Jakarta, Beritasatu.com – Wakil DPP Bappilu Partai Demokrat Kamhar Lakumani mengatakan pihaknya belum membahas kemungkinan Presiden ke-7 Joko Widodo bergabung dengan partai bertanda bintang Mercy itu. Kamhar mengatakan, pihaknya masih berupaya untuk mendapatkan hasil pemilu 2024 di Mahkamah Konstitusi.
Read More : Jokowi Ungkap Alasan Senang Berkendara dengan Kawasaki W175 di Setiap Sunmor
โSampai saat ini Partai Demokrat belum membahas hal tersebut, kini mereka sedang memantau proses perselisihan hasil pemilu 2024 yang nanti akan digelar di Mahkamah Konstitusi, karena beberapa di antaranya merupakan kader utama Partai Demokrat. .” kata Kamhar saat dihubungi Beritasatu.com, Kamis (19/12/2024).
Kamhar mengatakan partainya akan menyerahkan segalanya kepada Jokowi terkait langkah politik ke depan, apakah tetap independen, bergabung dengan partai lain, atau membuat partai baru. Ia yakin Jokowi sudah punya opsi langkah politik ke depan.

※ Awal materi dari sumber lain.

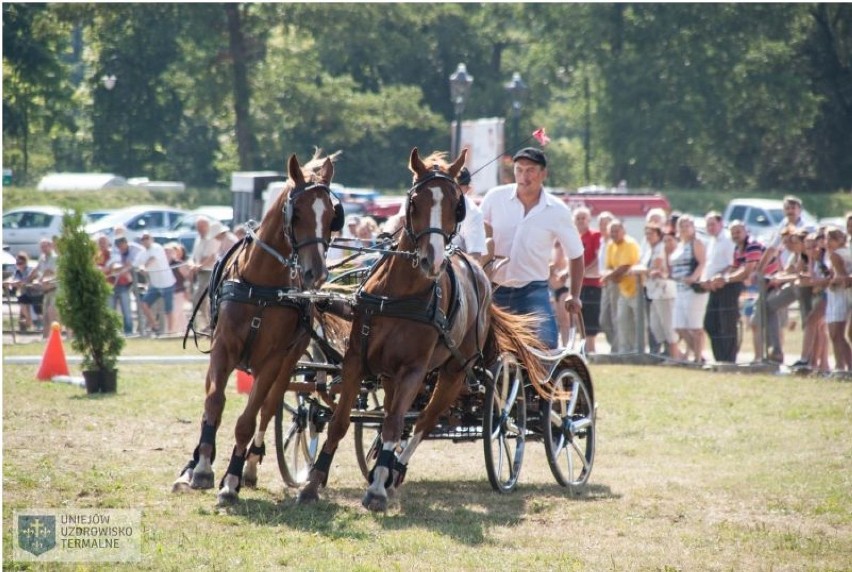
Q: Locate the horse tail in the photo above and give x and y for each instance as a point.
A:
(516, 334)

Kamhar menegaskan, “Kemana Pak Jokowi setelah dipecat PPK? Tentu Pak Jokowi yang tahu betul. Bisa jawab itu.”
Kamhar juga menegaskan, Partai Demokrat menghormati langkah PDK yang mencopot Jokowi dan sebagian jajarannya. Menurut dia, hal itu merupakan kedaulatan masing-masing parpol dalam pelaksanaan mekanisme organisasi, pengelolaan kader sesuai konstitusi masing-masing partai.ย
Di akhir sambutannya, Kamhar mengatakan: โOleh karena itu, kami tidak akan berkomentar lagi atas tindakan dan keputusan PPK terhadap Pak Jokowi dan Mas Gibran, karena itu kewenangan PPK dan penandatangannya. peraturan partai.”
Diketahui, Presiden ke-7 Joko Widodo atau Jokowi merespons pemecatan Wakil Presiden Gibran Rakabuming Raka dan menantunya Bobby Nasution dari Partai Demokrasi Indonesia Perjuangan (PDIP). Jokowi mengatakan waktu akan mengujinya.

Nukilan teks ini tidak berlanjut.